A new report from the Transportation Research Board catalogs the various kinds of private transit operations, and sketches out the policy issues likely to influence the industry’s growth in the years ahead. National Academies of Sciences, Engineering, and Medicine. 2018. Private Transit: Existing Services and Emerging Directions. Washington, DC: The National Academies Press. https://doi.org/10.17226/25020.
In the news
Bruce Katz and Jeremy Nowak responded to our critical review of their book the New Localism. We urge you to read their essay at CityLab and also have a look at our original take on their book. Bottom line: in ordinary times, cities are well-advised to simply ignore the federal government at go their own way. But these aren’t ordinary times, and the ongoing evisceration of the federal government is going to make cities jobs much, much more difficult.
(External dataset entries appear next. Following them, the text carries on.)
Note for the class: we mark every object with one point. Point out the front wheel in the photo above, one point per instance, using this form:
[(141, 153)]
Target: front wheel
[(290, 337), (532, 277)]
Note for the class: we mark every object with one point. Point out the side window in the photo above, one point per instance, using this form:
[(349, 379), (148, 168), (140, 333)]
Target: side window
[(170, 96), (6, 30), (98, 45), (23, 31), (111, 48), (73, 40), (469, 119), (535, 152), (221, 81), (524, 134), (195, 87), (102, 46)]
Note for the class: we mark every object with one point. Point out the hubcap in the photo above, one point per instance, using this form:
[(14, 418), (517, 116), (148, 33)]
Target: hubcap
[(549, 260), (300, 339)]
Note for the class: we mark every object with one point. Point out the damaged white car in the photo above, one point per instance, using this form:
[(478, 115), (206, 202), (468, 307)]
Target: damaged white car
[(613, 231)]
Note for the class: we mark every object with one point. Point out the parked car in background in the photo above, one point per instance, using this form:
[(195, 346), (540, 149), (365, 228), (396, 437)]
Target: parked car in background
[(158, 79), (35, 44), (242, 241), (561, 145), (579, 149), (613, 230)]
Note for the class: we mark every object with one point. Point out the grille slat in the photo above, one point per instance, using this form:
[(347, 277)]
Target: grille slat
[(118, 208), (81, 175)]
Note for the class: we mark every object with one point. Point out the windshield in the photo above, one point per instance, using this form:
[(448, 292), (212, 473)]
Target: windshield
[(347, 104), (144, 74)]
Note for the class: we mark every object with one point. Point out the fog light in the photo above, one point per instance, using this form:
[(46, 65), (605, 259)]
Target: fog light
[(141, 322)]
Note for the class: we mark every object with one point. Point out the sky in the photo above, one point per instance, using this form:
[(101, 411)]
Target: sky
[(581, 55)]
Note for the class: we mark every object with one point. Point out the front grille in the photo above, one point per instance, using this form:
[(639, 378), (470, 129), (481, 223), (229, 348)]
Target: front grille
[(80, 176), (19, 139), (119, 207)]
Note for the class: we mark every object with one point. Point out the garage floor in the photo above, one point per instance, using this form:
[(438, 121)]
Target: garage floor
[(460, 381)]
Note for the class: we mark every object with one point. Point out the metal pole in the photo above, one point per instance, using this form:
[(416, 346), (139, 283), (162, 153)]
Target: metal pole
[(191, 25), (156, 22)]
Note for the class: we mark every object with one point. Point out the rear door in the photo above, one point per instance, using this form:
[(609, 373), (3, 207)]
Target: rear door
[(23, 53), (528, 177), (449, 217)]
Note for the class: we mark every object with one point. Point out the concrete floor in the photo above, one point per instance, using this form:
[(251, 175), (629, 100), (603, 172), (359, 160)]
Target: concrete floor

American’s say they love diversity: They live it, too. Bloomberg View’s Noah Smith presented the findings of a study by Kwan Ok Lee, looking at the persistence of integrated neighborhoods. He references our article on the study, broadly agreeing with Lee’s point showing that once integrated, neighborhoods tend to stay that way. The US is not only more diverse, but more integrated. White flight has declined sharply, and its a hopeful sign, says Smith, that once Americans move to a mixed-race neighborhood, they tend to either stay there, or move to another mixed neighborhood.
Michigan Future’s Lou Glazer thinks there’s an important message in Amazon’s decision to leave both Detroit and Grand Rapids off its list of finalists for HQ2: building communities that attract and retain smart workers is the key to success, and Amazon doesn’t think Michigan is competitive yet. Glazer’s Grand Rapids Business Journal op-ed cites our City Observatory calculations on the talent dividend, showing the strong relationship between four-year degree attainment and per capita income, as well as our work studying the migration of the young and restless.